It feels like November, Barbara Tompkins thought as she walked the ten blocks from her office on Sixty-eighth Street and Madison Avenue to her apartment on Sixty-first and Third Avenue. She should have worn a heavier coat. But what did a few blocks of discomfort matter when she felt so good?
There wasn’t a day that she didn’t rejoice in the miracle that Dr. Smith had performed for her. It seemed impossible that less than two years ago, she had been stuck in a drudge P.R. job in Albany, assigned to getting mentions in magazines for small cosmetics clients.
Nancy Pierce had been one of the few clients she had enjoyed. Nancy always joked about being the Plain Jane with a total inferiority complex because she worked with gorgeous models. Then Nancy took an extended vacation and came back looking like a million dollars. Openly, even proudly, she told the world she had had aesthetic surgery.
“Listen,” she had said. “My sister has the face of Miss America, but she’s always fighting her weight. She says inside her there’s a thin gal trying to fight her way out. I always said to myself that inside me there was a very pretty gal trying to fight her way out. My sister went to the Golden Door. I went to Dr. Smith.”
Looking at her, at her new ease and confidence, Barbara had promised herself, “If I ever get money, HI go to that doctor too.” And then, dear old Great Aunt Betty had been gathered to her reward at age eighty-seven and left $35,000 to Barbara, with the instruction that she kick up her heels and have fun with it.
Barbara remembered that first visit to Dr. Smith. He had come into the room where she was sitting on the edge of the examining table. His manner was cold, almost frightening. “What do you want?” he had barked.
“I want to know if you can make me pretty,” Barbara had told him, somewhat tentatively. Then, gathering courage, she’d corrected herself. “Very pretty.”
Wordlessly, he had stood in front of her, turned a spotlight on her, held her chin in his hand, run his fingers over the contours of her face, probed her cheekbones and her forehead and studied her for several long minutes.
Then he had stepped back. “Why?”
She told him about the pretty woman struggling to get out of the shell. She told him about how she knew that she shouldn’t care so much, and then burst out, “But I do care.”
Unexpectedly he had smiled, a narrow, mirthless, but nevertheless genuine smile. “If you didn’t care, I wouldn’t be bothered,” he had told her.

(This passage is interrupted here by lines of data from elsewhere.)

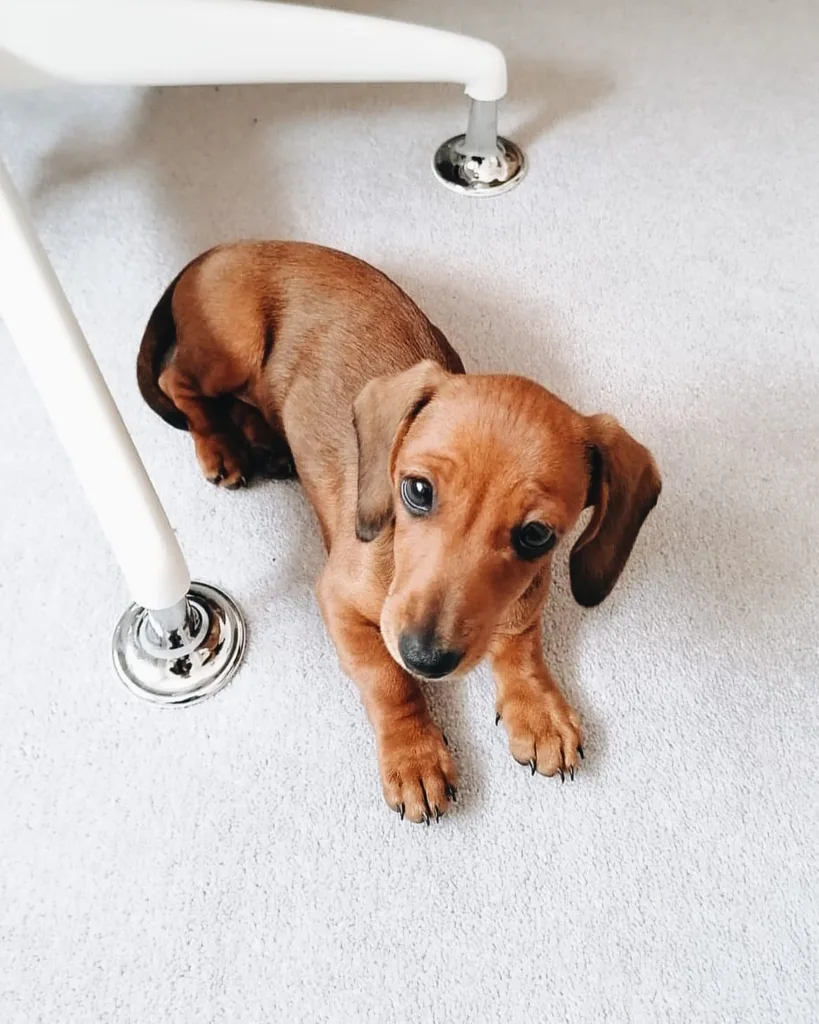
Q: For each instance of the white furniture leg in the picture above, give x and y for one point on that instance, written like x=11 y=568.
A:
x=198 y=42
x=165 y=643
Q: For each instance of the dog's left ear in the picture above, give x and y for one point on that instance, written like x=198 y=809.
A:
x=383 y=413
x=623 y=487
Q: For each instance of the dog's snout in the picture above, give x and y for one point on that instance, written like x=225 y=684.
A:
x=423 y=654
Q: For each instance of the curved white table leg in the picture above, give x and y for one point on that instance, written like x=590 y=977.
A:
x=90 y=428
x=200 y=42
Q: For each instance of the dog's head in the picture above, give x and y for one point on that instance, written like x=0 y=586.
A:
x=482 y=476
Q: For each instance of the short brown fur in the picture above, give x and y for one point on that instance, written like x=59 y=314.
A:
x=286 y=357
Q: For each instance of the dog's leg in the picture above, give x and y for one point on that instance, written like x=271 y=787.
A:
x=220 y=446
x=544 y=730
x=269 y=452
x=418 y=773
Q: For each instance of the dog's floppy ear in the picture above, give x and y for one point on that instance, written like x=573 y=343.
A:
x=623 y=486
x=382 y=415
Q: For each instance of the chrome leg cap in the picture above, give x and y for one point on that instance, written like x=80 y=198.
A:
x=182 y=666
x=473 y=175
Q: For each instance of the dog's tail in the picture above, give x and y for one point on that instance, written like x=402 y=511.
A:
x=159 y=339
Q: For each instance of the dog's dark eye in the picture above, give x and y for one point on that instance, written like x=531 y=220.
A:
x=418 y=495
x=532 y=540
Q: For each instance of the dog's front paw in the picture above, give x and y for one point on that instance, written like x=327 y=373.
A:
x=544 y=732
x=418 y=772
x=223 y=459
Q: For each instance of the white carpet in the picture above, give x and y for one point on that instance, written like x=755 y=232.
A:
x=234 y=862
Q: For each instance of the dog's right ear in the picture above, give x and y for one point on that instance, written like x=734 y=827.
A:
x=383 y=413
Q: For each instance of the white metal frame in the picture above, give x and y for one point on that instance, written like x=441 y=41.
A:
x=171 y=42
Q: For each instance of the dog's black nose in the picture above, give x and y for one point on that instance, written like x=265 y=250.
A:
x=422 y=654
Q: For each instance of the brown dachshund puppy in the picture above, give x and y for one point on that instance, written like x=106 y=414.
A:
x=440 y=496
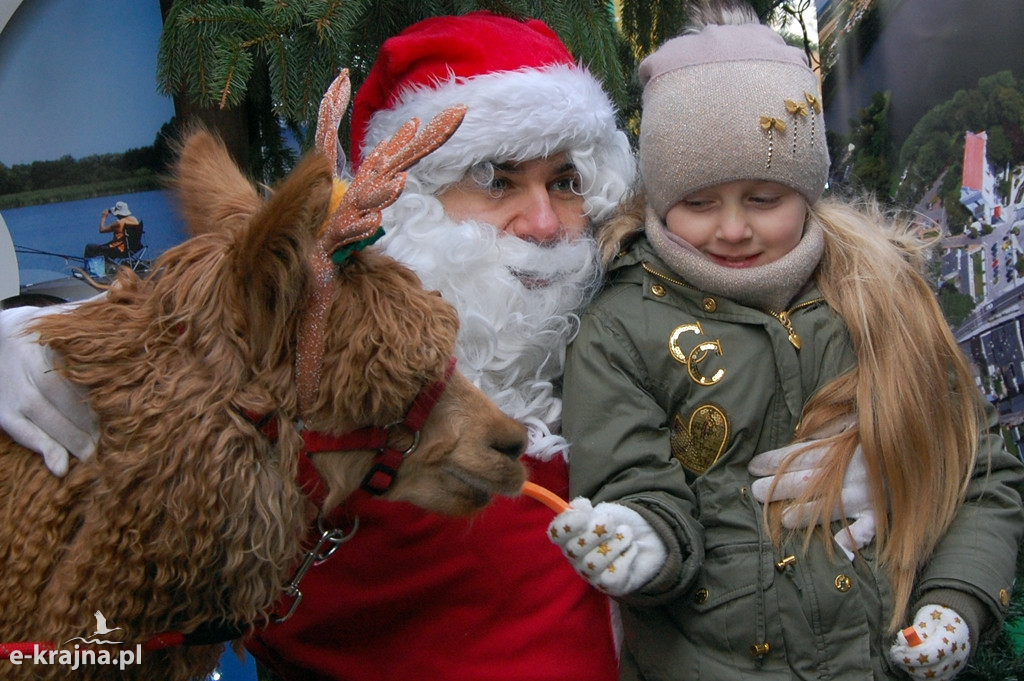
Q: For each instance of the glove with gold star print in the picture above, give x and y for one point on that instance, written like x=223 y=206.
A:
x=935 y=647
x=609 y=545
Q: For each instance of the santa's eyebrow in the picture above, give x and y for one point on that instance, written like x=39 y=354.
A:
x=516 y=167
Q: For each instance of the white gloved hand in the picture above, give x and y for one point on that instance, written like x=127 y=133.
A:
x=944 y=646
x=610 y=545
x=39 y=409
x=856 y=497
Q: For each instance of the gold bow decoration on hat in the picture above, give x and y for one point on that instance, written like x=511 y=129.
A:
x=796 y=108
x=769 y=122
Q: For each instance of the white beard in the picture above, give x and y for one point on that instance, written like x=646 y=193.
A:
x=512 y=339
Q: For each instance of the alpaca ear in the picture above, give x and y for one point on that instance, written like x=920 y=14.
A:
x=212 y=193
x=270 y=256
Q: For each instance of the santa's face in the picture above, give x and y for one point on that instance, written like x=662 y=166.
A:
x=517 y=298
x=538 y=200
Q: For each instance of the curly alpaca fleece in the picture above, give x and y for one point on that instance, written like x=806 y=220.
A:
x=186 y=515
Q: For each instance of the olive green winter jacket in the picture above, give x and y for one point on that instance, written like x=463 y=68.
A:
x=669 y=393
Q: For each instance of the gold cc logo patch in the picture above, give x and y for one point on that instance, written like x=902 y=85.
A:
x=692 y=358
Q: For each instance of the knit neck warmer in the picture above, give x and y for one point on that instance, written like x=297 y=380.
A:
x=772 y=286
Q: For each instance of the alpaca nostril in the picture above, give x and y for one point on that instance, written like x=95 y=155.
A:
x=512 y=450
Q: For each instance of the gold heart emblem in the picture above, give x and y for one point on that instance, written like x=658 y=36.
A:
x=698 y=444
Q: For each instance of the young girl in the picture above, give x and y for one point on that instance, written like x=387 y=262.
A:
x=743 y=310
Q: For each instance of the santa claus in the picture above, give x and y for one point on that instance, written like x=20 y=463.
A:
x=499 y=220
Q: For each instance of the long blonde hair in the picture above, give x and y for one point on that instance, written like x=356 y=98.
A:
x=912 y=390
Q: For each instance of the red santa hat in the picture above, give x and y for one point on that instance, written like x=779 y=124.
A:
x=526 y=98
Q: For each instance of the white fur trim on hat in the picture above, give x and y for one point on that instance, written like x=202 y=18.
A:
x=519 y=116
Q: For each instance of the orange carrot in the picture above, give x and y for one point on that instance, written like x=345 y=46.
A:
x=910 y=634
x=546 y=497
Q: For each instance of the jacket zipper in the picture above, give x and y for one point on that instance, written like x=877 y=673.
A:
x=781 y=316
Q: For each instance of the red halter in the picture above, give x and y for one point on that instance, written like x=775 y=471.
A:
x=388 y=459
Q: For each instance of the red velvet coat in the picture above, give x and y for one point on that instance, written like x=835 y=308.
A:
x=419 y=596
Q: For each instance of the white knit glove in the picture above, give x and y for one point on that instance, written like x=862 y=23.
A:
x=38 y=408
x=944 y=646
x=610 y=545
x=856 y=499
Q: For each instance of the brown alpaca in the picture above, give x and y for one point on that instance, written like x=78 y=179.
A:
x=187 y=514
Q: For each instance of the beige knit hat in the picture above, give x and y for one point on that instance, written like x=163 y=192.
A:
x=729 y=102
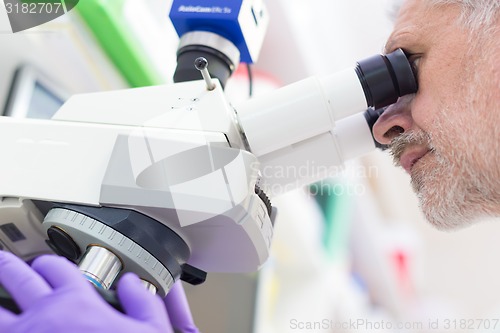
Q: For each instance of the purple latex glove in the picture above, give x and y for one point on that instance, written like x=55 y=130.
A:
x=178 y=310
x=54 y=298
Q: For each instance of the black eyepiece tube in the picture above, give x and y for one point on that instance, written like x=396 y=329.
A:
x=385 y=78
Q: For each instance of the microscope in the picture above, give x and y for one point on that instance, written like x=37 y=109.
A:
x=171 y=182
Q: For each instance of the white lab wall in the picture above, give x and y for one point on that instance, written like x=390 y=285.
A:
x=455 y=272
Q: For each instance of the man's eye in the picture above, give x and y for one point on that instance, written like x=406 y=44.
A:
x=414 y=61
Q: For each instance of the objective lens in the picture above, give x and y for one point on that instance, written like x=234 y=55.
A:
x=385 y=78
x=100 y=266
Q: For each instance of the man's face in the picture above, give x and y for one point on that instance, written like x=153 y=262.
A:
x=447 y=135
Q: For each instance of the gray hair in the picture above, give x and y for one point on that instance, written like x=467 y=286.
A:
x=475 y=13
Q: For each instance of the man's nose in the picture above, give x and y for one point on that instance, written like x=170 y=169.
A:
x=395 y=120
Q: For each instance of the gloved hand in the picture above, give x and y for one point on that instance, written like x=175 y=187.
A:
x=55 y=298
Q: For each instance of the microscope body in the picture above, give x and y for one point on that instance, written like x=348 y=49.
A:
x=171 y=155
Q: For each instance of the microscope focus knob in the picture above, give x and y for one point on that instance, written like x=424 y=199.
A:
x=63 y=244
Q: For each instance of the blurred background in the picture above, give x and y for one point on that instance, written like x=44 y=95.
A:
x=353 y=248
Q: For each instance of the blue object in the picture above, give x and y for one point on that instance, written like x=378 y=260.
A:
x=217 y=16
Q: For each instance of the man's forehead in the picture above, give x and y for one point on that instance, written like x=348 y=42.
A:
x=410 y=19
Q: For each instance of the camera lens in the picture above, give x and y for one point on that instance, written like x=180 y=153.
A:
x=385 y=78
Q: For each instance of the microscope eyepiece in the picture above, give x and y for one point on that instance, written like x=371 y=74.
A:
x=385 y=78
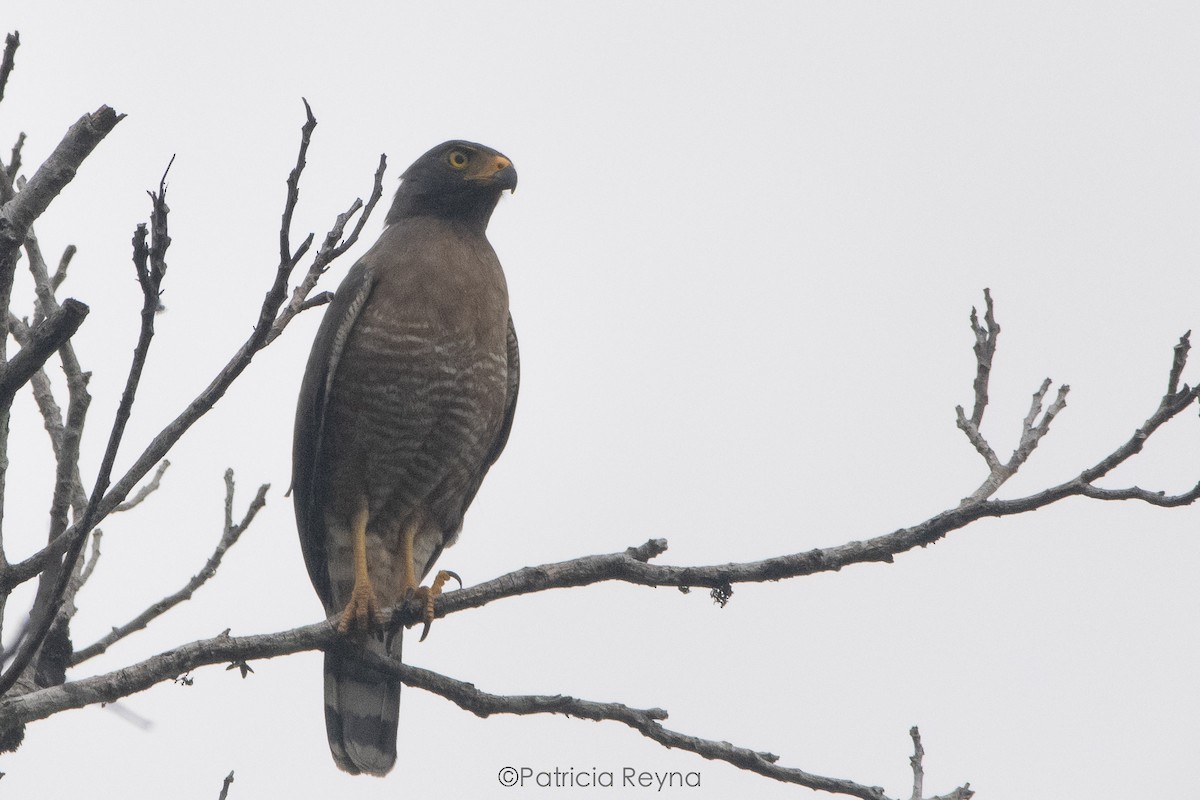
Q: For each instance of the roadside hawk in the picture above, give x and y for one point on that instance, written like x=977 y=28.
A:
x=406 y=403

The procedure he prescribed had been incredibly involved. The operations gave her a chin and reduced her ears, and took the dark circles from under her eyes and the heavy lids from over them, so that they became wide and luminous. The surgery made her lips full and provocative and removed the acne scars from her cheeks and narrowed her nose and raised her eyebrows. There had even been a process to sculpt her body.
Then the doctor sent her to a salon to have her hair changed from mousy tan to charcoal brown, a color that enhanced the creamy complexion he had achieved through acid peeling. Another expert at the salon taught her about the subtleties of applying makeup.
Finally, the doctor told her to invest the last of her windfall in clothes and sent her with a personal shopper to the Seventh Avenue designer workrooms. Under the shopper’s guidance, she accumulated the first sophisticated wardrobe she had ever owned.
Dr. Smith urged her to relocate to New York City, told her where to look for an apartment and even took personal interest by inspecting the apartment she had found. Then he insisted that she come in every three months for checkups.
It had been a dizzying year since she had moved to Manhattan and started the job at Price and Veilone. Dizzying but exciting. Barbara was having a wonderful time.
But as she walked the last block to her apartment, she glanced nervously over her shoulder. Last night, she had had dinner with some clients in The Mark Hotel. When they were leaving, she had noticed Dr. Smith seated alone at a small table off to the side.
Last week she had caught a glimpse of him in the Oak Room at the Plaza.
She had dismissed it at the time, but the night last month when she met clients at The Four Seasons, she had had the impression that someone was watching her from a car across the street when she hailed a taxi.
Barbara felt a surge of relief as the doorman greeted her and opened the door. Then once again she looked over her shoulder.
A black Mercedes was stopped in traffic directly in front of the apartment building. There was no mistaking the driver, even though his face was turned partly away as though he were looking across the street.
Dr. Smith.
“You okay, Miss Tompkins?” the doorman asked. “You look like you don’t feel so great.”
“No. Thank you. I’m fine.” Barbara walked quickly into the foyer. As she waited for the elevator, she thought, he is following me. But what can I do about it?